I don’t know how many of you have a commercial writing job for living. I have. And my Mac working station is a pleasure to use for writing. I have a nice, big screen, the computer is absolutely silent, my Das Keyboard is a joy to bang on.
But I cannot write my short stories at this system. Every time I try to start, I still feel hanged to my everyday job. The environment is the same. When my hands go over the keyboard, I enter the Everyday Job mode, and start thinking to my Everyday Job.
How do you do to stay away of this pernicious attitude? Do you change desktop image, computer, room, home, city, country, when it is time to write? I write a lot when at a desert, public park in a mountain resort not too far from here. I can write a lot at restaurant tables. But have problems while at home.
Like you, I write everywhere. In notepads on trains, on laptops in cafes. I’ve reviewed passages on an iPhone whilst standing in a queue at the bank and I’ve scribbled notes on a BlackBerry whilst waiting for Mrs Pigfender to try on clothes at the mall.
One thing I do to switch between modes is to take the ‘man-who-wears-different-hats’ metaphor literally. I have a writing hat. In fact, I have two of them. I have a nice baseball cap from a ski resort that I normally wear while writing, and a very very nice cowboy hat that I bought in Fort Worth years ago that I use when I really need the help.
There is no tangible reason I can see why it should work, but in the same way that putting on a uniform (even a shirt and tie) can put a person in ‘work’ mode, and that ‘dress-down-Friday’ can change the atmosphere in an office, a simple change to your environment (and I recommend the hat thing) may be all you need.
You mention changing desktop image. One other thing I intend to do next time I get a new computer is to set up two different user accounts: one for workwork and one specifically for personal writing. Like the hat, I suspect this is going to be one small change that can make a material psychological difference, and seems worth a try if you are finding it takes you a little time to wind up.

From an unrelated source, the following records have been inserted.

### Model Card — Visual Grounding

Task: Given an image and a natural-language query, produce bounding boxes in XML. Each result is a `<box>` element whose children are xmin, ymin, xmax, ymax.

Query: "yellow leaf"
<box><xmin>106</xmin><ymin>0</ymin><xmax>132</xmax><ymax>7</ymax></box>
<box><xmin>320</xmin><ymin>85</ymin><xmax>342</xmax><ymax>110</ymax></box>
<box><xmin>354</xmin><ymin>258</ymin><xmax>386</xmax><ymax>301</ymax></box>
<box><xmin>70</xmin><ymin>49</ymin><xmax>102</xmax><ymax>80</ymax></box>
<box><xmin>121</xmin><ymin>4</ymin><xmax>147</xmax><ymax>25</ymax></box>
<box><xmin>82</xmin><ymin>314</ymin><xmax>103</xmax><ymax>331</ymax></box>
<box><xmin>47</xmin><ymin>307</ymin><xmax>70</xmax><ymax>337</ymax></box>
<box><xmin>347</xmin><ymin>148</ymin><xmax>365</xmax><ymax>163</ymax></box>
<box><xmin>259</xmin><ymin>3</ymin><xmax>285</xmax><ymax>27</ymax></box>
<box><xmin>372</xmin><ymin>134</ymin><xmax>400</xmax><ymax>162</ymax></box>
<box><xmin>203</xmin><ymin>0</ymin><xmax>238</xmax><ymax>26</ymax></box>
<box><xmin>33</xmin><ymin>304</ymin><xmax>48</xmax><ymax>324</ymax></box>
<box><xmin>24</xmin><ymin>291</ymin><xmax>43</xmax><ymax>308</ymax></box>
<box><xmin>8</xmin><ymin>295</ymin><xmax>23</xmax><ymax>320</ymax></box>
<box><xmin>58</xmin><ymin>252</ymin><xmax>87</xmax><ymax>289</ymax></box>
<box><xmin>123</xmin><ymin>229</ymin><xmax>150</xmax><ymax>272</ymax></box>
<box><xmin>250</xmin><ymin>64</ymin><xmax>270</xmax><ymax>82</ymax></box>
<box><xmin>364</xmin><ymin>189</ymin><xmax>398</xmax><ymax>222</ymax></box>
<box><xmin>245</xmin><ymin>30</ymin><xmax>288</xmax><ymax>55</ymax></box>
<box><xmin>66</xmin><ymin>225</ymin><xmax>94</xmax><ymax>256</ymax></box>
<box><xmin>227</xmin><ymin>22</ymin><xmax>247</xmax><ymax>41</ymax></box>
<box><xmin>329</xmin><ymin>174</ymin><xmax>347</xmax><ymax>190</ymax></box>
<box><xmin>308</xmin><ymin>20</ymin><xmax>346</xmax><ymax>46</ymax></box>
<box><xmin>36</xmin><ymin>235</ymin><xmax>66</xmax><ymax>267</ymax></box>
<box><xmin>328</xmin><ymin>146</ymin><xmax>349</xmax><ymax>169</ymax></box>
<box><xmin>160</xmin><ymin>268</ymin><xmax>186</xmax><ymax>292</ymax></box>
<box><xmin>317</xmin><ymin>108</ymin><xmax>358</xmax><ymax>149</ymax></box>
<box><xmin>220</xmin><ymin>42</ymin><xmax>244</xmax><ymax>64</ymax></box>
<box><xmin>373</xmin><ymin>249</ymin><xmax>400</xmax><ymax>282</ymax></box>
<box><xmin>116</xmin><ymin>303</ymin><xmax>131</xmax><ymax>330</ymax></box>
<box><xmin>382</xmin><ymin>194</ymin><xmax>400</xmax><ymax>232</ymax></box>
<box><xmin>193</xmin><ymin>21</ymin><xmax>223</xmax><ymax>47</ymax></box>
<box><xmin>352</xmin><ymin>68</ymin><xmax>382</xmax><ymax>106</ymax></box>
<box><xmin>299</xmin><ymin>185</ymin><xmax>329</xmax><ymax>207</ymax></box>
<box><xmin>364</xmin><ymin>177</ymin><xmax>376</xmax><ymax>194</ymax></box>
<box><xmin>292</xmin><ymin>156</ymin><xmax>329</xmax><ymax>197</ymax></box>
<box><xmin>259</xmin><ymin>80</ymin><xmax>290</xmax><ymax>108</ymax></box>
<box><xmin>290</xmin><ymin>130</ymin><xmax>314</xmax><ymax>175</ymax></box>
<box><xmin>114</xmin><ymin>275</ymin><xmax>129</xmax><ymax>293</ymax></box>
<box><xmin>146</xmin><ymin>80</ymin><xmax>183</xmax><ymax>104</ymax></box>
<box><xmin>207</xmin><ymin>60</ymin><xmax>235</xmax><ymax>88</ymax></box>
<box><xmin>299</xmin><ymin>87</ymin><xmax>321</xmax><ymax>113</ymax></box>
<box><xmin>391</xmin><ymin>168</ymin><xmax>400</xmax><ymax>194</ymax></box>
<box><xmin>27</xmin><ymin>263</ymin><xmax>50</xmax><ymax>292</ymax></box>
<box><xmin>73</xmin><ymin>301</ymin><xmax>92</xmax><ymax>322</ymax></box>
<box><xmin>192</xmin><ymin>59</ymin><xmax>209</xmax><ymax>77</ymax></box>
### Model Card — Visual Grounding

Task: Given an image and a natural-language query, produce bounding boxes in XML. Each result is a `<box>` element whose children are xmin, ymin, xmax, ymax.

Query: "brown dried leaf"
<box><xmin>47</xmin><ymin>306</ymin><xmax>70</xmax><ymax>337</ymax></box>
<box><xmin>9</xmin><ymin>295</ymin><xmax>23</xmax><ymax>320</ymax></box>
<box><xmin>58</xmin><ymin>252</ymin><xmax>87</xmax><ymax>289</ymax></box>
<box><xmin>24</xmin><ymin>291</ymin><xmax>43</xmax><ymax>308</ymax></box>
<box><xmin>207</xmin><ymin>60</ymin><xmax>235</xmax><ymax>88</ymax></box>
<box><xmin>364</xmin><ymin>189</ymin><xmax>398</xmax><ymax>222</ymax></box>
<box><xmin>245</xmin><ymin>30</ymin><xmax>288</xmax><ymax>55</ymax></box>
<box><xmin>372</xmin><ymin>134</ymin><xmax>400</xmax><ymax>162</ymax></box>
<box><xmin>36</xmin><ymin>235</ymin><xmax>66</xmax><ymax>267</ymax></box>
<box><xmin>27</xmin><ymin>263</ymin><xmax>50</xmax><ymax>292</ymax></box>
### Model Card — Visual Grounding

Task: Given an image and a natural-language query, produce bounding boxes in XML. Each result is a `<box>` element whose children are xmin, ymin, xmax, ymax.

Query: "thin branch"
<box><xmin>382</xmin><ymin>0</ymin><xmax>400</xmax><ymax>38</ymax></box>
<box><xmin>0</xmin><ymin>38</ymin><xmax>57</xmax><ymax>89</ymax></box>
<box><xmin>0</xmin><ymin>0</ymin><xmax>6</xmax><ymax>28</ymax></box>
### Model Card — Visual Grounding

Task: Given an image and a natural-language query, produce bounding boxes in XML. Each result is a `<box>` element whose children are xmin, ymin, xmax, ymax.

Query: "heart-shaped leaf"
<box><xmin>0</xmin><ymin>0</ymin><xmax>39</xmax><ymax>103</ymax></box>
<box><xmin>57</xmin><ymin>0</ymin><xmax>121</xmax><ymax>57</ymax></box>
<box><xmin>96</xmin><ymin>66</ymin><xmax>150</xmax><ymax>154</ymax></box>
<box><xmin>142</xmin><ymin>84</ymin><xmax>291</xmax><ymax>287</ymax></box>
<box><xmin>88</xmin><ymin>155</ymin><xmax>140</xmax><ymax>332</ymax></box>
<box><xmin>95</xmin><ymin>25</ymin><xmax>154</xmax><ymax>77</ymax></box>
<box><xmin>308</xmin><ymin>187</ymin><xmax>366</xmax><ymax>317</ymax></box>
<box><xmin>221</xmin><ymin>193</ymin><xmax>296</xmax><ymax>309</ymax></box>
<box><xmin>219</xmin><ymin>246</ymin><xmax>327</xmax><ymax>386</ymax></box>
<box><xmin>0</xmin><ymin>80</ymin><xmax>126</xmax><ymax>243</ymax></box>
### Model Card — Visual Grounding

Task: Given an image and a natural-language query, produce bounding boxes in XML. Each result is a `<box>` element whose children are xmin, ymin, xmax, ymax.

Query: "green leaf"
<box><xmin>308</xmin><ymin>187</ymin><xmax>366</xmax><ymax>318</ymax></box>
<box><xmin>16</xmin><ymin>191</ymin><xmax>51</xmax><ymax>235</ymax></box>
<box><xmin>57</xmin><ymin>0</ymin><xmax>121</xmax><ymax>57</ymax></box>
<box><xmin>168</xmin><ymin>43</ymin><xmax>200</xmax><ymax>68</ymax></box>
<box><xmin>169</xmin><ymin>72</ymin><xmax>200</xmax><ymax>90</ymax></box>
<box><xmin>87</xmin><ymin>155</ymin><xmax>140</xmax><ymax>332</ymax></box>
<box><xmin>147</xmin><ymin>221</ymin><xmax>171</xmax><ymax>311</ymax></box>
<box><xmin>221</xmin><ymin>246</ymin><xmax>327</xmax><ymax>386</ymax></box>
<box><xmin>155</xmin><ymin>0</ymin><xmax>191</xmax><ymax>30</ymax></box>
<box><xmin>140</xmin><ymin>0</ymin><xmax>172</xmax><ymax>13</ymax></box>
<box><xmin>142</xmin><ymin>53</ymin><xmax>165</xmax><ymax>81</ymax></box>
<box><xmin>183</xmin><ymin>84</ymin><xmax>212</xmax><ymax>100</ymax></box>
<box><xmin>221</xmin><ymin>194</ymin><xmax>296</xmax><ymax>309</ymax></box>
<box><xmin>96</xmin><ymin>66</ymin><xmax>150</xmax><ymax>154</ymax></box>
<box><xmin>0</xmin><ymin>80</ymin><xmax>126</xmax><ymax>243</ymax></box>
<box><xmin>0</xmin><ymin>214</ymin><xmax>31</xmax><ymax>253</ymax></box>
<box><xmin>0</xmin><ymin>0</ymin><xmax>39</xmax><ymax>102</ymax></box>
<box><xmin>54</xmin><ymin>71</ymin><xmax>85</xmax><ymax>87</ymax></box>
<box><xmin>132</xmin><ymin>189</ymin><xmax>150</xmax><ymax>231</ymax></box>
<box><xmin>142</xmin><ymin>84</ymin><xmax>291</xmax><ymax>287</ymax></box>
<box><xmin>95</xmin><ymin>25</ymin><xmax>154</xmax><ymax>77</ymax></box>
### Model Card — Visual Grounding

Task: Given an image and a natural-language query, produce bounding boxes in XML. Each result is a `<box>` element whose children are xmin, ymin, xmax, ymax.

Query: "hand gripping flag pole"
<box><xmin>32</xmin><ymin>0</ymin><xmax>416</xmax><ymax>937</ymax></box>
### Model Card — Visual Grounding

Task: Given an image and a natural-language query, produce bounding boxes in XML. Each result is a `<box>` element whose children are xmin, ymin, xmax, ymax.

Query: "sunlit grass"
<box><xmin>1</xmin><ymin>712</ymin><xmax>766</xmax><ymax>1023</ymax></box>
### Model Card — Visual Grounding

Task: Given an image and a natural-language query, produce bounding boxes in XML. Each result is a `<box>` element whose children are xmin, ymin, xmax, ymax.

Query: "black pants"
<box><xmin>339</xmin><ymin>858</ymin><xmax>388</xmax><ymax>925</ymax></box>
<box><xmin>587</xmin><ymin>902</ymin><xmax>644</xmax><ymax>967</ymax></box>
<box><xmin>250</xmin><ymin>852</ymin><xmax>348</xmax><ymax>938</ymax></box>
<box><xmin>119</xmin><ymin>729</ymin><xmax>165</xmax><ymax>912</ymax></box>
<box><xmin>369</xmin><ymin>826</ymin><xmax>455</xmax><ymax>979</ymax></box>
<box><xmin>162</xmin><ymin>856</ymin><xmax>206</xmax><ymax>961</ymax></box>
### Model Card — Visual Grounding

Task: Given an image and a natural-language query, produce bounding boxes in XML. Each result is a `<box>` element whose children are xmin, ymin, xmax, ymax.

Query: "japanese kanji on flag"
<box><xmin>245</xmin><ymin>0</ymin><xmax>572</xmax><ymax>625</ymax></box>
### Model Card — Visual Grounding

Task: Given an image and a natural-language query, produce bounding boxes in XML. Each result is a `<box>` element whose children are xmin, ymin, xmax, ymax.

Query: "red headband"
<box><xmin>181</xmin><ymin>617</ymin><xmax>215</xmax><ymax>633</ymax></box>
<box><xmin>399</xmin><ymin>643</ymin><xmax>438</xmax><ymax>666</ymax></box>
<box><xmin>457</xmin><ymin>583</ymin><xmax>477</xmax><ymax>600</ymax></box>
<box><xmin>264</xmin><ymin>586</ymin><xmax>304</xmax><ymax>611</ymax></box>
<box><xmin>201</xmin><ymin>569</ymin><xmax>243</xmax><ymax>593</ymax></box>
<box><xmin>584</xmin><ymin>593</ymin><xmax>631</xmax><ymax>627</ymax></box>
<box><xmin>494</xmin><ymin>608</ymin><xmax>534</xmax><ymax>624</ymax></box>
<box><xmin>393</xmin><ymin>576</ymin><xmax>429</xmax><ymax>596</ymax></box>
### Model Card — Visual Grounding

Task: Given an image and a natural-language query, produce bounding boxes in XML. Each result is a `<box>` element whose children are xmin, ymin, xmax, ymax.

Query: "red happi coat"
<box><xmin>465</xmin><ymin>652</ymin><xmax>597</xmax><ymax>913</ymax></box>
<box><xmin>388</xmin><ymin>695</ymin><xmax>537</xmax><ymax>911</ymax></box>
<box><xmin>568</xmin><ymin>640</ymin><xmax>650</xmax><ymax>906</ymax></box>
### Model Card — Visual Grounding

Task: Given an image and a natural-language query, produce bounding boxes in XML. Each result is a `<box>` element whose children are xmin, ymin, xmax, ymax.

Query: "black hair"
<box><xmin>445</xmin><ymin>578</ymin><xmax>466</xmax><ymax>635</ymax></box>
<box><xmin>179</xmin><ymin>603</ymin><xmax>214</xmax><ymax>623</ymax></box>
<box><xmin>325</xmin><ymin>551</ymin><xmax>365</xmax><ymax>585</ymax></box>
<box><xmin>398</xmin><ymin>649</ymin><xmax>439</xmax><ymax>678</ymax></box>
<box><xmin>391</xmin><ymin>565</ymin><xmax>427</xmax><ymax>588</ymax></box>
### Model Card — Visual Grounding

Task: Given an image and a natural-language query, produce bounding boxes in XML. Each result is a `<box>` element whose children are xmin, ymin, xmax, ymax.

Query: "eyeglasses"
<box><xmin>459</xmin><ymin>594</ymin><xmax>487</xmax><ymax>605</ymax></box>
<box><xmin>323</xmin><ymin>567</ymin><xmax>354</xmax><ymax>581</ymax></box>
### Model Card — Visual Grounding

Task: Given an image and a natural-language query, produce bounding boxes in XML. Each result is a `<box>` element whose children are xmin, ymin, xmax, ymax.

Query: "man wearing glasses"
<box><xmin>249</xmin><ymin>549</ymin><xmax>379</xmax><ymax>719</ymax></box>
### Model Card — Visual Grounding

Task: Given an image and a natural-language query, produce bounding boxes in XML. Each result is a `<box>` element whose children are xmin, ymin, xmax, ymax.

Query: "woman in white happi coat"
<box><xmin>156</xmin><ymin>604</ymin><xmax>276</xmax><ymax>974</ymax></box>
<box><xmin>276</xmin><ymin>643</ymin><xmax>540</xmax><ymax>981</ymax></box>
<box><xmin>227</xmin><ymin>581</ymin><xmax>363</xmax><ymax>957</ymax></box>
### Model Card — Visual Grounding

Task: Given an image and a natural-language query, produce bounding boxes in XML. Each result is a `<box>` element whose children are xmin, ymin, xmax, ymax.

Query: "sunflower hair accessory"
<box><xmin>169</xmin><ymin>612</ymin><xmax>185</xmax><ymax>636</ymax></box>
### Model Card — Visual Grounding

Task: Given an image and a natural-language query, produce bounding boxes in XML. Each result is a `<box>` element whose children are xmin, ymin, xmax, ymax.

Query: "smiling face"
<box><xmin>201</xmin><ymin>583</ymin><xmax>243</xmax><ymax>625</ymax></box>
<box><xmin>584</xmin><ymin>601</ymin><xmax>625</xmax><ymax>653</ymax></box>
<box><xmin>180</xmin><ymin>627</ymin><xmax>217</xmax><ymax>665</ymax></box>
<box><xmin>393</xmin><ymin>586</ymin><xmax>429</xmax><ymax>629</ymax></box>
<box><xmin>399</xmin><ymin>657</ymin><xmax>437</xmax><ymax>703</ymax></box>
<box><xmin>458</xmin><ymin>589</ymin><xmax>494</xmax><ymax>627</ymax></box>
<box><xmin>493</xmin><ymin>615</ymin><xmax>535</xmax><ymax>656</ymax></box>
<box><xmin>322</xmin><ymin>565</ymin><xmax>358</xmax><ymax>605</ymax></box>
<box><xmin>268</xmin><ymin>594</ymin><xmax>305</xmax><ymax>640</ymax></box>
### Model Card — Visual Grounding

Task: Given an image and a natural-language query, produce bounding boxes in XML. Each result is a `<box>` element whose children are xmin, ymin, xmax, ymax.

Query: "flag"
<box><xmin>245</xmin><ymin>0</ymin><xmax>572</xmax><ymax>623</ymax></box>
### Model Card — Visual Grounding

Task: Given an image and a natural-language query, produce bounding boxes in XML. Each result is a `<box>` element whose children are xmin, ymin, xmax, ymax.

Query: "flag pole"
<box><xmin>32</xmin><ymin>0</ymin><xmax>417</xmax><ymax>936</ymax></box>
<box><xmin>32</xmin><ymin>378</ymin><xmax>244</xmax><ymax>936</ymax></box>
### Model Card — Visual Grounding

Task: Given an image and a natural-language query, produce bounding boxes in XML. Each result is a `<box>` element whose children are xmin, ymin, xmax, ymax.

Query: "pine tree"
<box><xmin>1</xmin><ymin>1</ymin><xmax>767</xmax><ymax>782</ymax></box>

For me it’s a time-shift. I write for a living, and I also edit a magazine (and 17 years ago I edited books). Almost all of it done from the same chair, in the same corner of the same living room, and with a variety of computers.
I rise at 5, and by 5:20 the coffee’s done and I write, with a break for breakfast and to say H’lo to the wife before she leaves for work, until around 10. Then I take a quick walk, and when I come back I’m in editor mode, and that’s all I do the rest of the day: not a thought to my own writing.
Same hat, same computer; just a different focus.
I will say, though, that I can never think of what to write, or what the shape of a piece of writing might ultimately become, while sitting at a computer. For me it’s still a pen-and-paper kind of thing–the cheap little Moleskine notebooks with the brown covers, a stack of index cards kept near the bed, in the truck, in coat pockets, beside the toilet to capture quick ideas that then get reformed and rewritten and rethought and expanded while sitting, mornings, at the computer.
When Scrivener’s iOS version arrives, I’ll finally break down and buy an iPad, with the idea it might be a more efficient way of capturing ideas and brainstorming. Because with it I won’t be restricted to sitting in that Chair, staring at that Screen, where I primarily repair what others, and myself, have created.